SUPER SALAD SUPPERS

At VSA arts of Nevada, we are always thinking of unique ways to incorporate art into our everyday lives. This month it is nutrition and art. This may be just the way to inspire your children to eat more salad. They will have the chance to create their ULTIMATE salad! Children will think about their favorite salad combinations and maybe develop some different ones to taste themselves.

Salads can consist of many vegetables, fruits, and nuts. Just about every food group can be used in a salad. Chefs consider not only the taste but the look of the salad, making sure that it is colorful.

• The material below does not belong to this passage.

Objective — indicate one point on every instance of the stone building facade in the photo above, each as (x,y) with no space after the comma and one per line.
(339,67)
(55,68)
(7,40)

Attention is paid to the arrangement of the ingredients to be appealing to the eye as well as the tummy!

YOU WILL NEED:

A variety of papers

Tissue paper – especially green for the lettuce!

Old magazines

Wallpaper scraps

Construction paper or stock

Scissors

White school glue

Crayons or markers

Paper plate

White paper for the recipe

Real fruits and vegetables to examine

Pictures of fruits and vegetables

PROCEDURE:

1. After discussing possible salad ingredients, have your child write a recipe on the piece of white paper. They can design it to look like an over-sized index card or draw a fancy border around it.

2. Your child can name their salad to reflect the ingredients or design their recipe for someone else and name it in honor of that person. Encourage your child to think of a creative name. We named our salad "Jack’s Jivin’ Jumble" with a combination of red onions, mushrooms, radishes, swiss cheese, raisins, carrots, hard boiled eggs, sunflower seeds and watermelon. Children will have fun making up some interesting and unusual combos that can include types of pastas, meats and more. Bow-tie or rotini pasta shapes can be added. Have fun cutting the corkscrew and bow shapes out of paper.

 

3. Make your salad. If you have fruits and veggies available, let your child examine the items for inspiration to create ingenious ways of re-constructing the foods’ colors, textures and shapes. Pictures of different fruits and vegetables will also help. Encourage and explain over-lapping and layering in the creation of the salads to make them look appetizing and beautiful.

We wadded up black tissue for the raisins and did the same with torn pieces of green tissue, re-opening the green to use for lettuce leaves.

4. Once they have all of the ingredients made, they will arrange them on the paper plate, remembering to layer and overlap.

5. To add to the project, make paper silverware to go along with their paper salad or allow children to make side dishes to go along with their salads. These can include bread, cheese, cold-cuts, or maybe a chicken leg.

6. Take your child’s recipe to a local farmer’s market or grocery store and start filling your basket with all these healthy and beautiful ingredients so that you can make the "real deal" later. Who new just how fun and creative healthy eating could be? Compare the real salad to the art salad and see which one looks more appetizing!